Archive for the ‘Luc Reid’ Category
Zombee Apockalips Nawt Sew Bad, Akshully
Wednesday, March 3rd, 2010
In case you’re not familiar with LOLcats, this story is written in the style of sites like I Can Has Cheezburger? I have no particular excuse for writing in this style and hope you will pardon it.
Day 15: Caturday. Hoomins haz not gived fud for 4 dayz nao. I haz eattid
1) Livinrooom plant (owld nemisys)
2) All dogz fud (OMG, tastid yuckee)
3) Siggar frum hoomin’s offis. Spittid it up latur in shooz.
If hoominz not giv fud soon, mae hav to inturupt naps to forridge.
Day 17: Stil no fudz. Zombeez got dog, so I eatid it. Tastud like chikkun.
Day 19: Hoominz stawrting tu smel bad & am owt of katnip. Ekwiping self fur wok arownd nayberhood with hoominz gun ducktaypt to collur.

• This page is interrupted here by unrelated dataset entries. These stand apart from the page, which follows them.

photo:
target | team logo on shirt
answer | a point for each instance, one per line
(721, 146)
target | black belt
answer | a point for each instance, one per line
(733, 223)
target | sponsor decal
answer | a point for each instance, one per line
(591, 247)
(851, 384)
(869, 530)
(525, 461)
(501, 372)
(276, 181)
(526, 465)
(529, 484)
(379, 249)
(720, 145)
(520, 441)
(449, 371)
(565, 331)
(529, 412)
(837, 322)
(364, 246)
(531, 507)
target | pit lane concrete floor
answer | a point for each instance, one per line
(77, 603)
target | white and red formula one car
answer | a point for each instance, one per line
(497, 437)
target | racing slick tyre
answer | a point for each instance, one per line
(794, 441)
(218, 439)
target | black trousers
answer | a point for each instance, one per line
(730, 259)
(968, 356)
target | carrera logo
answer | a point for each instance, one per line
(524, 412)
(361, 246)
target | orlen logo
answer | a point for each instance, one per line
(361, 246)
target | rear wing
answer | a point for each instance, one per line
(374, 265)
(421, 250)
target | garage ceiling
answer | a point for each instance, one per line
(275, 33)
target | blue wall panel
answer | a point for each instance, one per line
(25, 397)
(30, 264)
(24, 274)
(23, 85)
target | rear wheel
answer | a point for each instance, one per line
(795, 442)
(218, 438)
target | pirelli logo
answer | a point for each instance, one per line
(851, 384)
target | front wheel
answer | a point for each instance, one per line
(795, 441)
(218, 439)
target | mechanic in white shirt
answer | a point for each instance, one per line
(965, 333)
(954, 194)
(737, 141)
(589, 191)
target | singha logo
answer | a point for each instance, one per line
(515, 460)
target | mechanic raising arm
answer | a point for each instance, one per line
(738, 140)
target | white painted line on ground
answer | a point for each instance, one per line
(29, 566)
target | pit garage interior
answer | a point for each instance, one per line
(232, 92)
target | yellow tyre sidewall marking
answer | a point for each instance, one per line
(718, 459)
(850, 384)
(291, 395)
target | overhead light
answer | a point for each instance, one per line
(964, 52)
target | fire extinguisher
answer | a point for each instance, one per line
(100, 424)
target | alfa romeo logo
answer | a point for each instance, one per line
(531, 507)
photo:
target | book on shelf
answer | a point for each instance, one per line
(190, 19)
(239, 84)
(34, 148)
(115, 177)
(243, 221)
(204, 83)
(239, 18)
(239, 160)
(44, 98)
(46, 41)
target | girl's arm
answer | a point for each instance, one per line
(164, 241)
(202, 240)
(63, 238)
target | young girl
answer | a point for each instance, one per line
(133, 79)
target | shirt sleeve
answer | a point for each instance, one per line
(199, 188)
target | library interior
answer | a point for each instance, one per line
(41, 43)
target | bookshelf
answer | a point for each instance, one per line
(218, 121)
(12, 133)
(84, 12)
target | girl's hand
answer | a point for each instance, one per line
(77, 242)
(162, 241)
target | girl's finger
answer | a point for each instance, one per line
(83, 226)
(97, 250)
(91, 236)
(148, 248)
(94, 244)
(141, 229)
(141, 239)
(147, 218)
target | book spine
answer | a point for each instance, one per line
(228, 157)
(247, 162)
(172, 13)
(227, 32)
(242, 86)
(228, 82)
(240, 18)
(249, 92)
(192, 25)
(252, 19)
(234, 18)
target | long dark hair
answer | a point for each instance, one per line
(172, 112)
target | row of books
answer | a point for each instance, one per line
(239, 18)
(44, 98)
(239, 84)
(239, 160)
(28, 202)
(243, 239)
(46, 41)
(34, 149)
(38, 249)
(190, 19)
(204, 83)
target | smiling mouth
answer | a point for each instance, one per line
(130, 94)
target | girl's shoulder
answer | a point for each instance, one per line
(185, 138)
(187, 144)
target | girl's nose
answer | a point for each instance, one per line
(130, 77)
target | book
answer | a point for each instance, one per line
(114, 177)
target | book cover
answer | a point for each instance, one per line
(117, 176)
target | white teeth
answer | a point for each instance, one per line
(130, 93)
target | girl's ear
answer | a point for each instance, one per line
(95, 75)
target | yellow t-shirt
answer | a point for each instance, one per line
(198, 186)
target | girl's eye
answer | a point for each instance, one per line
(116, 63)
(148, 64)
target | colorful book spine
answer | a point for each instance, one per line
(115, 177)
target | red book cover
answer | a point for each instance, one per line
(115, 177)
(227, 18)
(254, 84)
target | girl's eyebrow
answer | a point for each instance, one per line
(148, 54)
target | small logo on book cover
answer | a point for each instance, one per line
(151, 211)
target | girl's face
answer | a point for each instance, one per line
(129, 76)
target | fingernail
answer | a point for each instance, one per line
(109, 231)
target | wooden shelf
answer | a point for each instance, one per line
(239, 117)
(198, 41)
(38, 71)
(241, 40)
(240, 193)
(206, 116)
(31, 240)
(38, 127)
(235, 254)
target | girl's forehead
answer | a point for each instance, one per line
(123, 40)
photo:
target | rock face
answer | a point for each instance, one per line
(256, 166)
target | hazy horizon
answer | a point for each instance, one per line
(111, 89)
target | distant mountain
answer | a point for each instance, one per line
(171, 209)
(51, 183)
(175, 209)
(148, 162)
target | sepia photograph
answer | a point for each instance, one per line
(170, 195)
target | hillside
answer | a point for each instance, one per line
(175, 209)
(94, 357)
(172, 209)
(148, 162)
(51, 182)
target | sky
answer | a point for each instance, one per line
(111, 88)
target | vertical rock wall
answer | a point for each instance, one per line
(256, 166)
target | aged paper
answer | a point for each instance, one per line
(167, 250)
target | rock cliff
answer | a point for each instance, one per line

Day 20: Wentid for wak. A zombee tryed to eet me but I shootid it. Cud hav savd sum hoominz trapt by zombeez but wun uv them colled me ‘preshus,’ and alsoe, wuz my naptime.
Day 21: OMG OMG! Can has cheezburger!
Teh zombeez rund owt of hoominz to eet, sew they startid eeting eech uthur. Met sum kittehs hoo wuz bited by zombeez but are OK: zombeez infekt hoominz & dogz but nawt kittehs! LOL.
Last hoomin trapt in Mickdonulds. Nao beeing gardid by attak kittehs laik me from zombeez, so iz saif, butt cheezburger runz owt soon & will taik nap & let zombeez eet hoomin. Wantz to taik funee foto wen they eetz him & put kapshun: “U wont fryz wiv that?”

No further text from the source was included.